- Directed by: Mark Moormann
- Starring: Les Paul; Eric Clapton; John Coltrane; Ray Charles; Otis Redding; Ornette Coleman; Tito Puente; Thelonious Monk; Cream; Aretha Franklin; Lynyrd Skynyrd; Derek and the Dominos; Booker T. & the M.G.'s; The Allman Brothers Band;
- Production company: Palm Pictures
- Release date: January 19, 2003 (US);
- Running time: 89 minutes
- Country: United States

= Tom Dowd & the Language of Music =

2003 film

Tom Dowd & the Language of Music is a documentary about the life and work of music producer/recording engineer Tom Dowd released in 2003 and in theater in August 2004. The documentary contains historical footage, vintage photographs and interviews with a list of musicians from the worlds of jazz, soul and classic rock provide insight into the life of Dowd. It was a 2005 Grammy Award nominee. The film is also stored in the Library of Congress.

== About ==
An engineer and producer for Atlantic Records, Dowd was responsible for some of the most influential R&B, rock, and jazz records in the 20th century. In his own words, Dowd tells how he went from working on the Manhattan Project as rising physicist, while still high school age, to recording some of these records. Dowd's technical skills opened increased the prevalence of the recording studio for making music. The documentary tells how his use of the multitrack eight-track tape recorder at Atlantic Records in the late 1950s gave musicians and producers greater control over their productions and helped bring music recording from being monaural to stereo. His contributions made it possible to isolate musical sounds and then manipulate (mix) their parts in the recording process.

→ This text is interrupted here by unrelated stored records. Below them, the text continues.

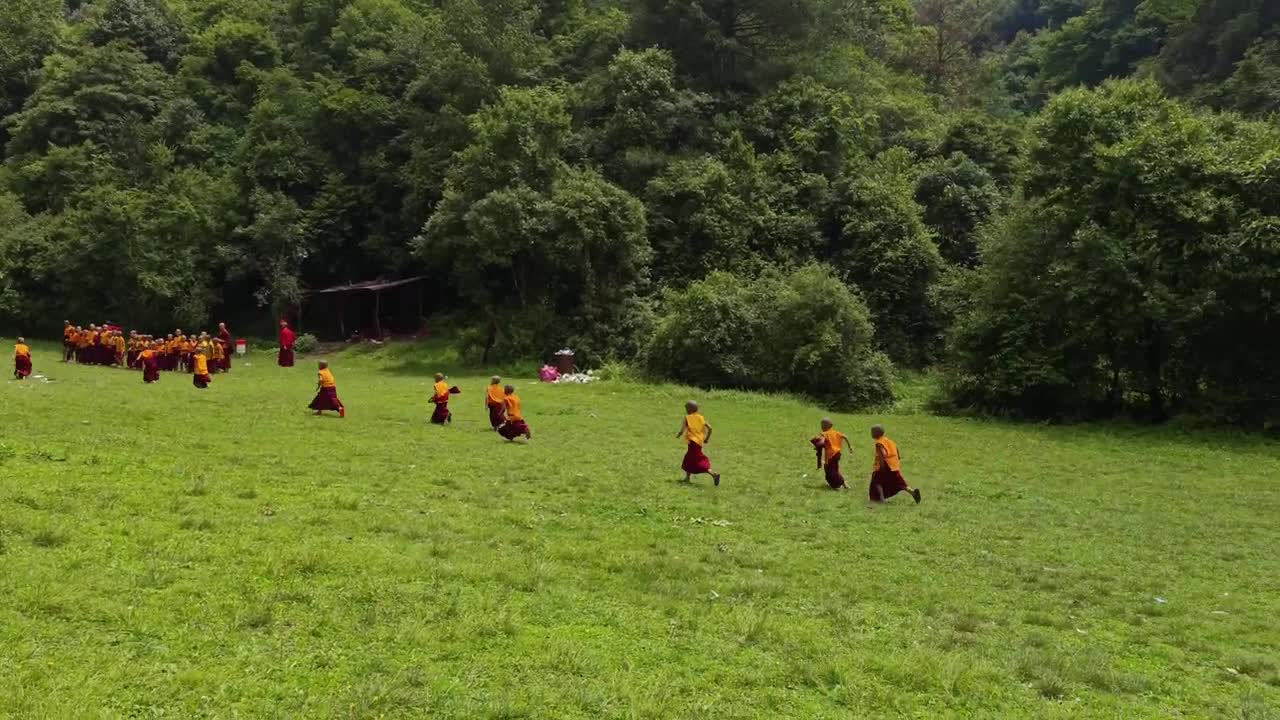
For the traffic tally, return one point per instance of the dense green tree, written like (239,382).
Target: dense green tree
(572,171)
(1110,277)
(885,249)
(804,331)
(956,196)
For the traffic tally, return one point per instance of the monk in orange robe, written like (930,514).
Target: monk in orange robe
(696,432)
(118,347)
(327,392)
(513,425)
(830,445)
(219,355)
(287,338)
(150,361)
(68,341)
(496,401)
(21,360)
(440,392)
(135,347)
(887,470)
(83,343)
(224,338)
(200,370)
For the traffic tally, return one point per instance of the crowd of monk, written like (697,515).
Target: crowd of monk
(199,355)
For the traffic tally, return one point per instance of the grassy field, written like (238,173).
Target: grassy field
(183,554)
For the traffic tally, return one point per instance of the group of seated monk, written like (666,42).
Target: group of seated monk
(96,345)
(502,402)
(197,355)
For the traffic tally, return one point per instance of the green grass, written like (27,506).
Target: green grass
(167,551)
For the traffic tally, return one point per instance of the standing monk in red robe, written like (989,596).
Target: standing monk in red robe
(327,392)
(286,358)
(515,423)
(68,341)
(224,337)
(496,401)
(150,360)
(200,370)
(887,470)
(440,399)
(21,360)
(696,432)
(830,445)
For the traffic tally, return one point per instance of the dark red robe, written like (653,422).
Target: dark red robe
(695,460)
(511,429)
(890,483)
(225,338)
(832,470)
(286,358)
(150,369)
(327,400)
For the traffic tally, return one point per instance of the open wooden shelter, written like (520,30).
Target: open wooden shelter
(371,309)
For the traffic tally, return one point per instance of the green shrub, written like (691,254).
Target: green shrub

John Coltrane, Charlie Mingus, Aretha Franklin, Bobby Darin, The Drifters, Eric Clapton, Cream, the Allman Brothers are some of the artists interviewed in the documentary.

Filmmaker Mark Moormann premiered the documentary at the 2003 Sundance Film Festival and its international premiere was at the 2003 Toronto International Film Festival. Chris Blackwell's Palm Pictures has released the film in North America and the Caribbean and Lightning Entertainment is handling the foreign release of the film. Dowd died in 2002, shortly after this documentary was made.

== Reception ==
Reception to the documentary at its time of release was positive. Variety, The Austin Chronicle, and Film Threat both gave positive reviews, though Variety noted the film "feels a little long." Author Robert Gordon in the book Respect Yourself: Stax Records and the Soul Explosion called the film a "thrill for all fans of pop music since the early 1960s." The film has also been recommended by authors to watch when learning about becoming an audio engineer.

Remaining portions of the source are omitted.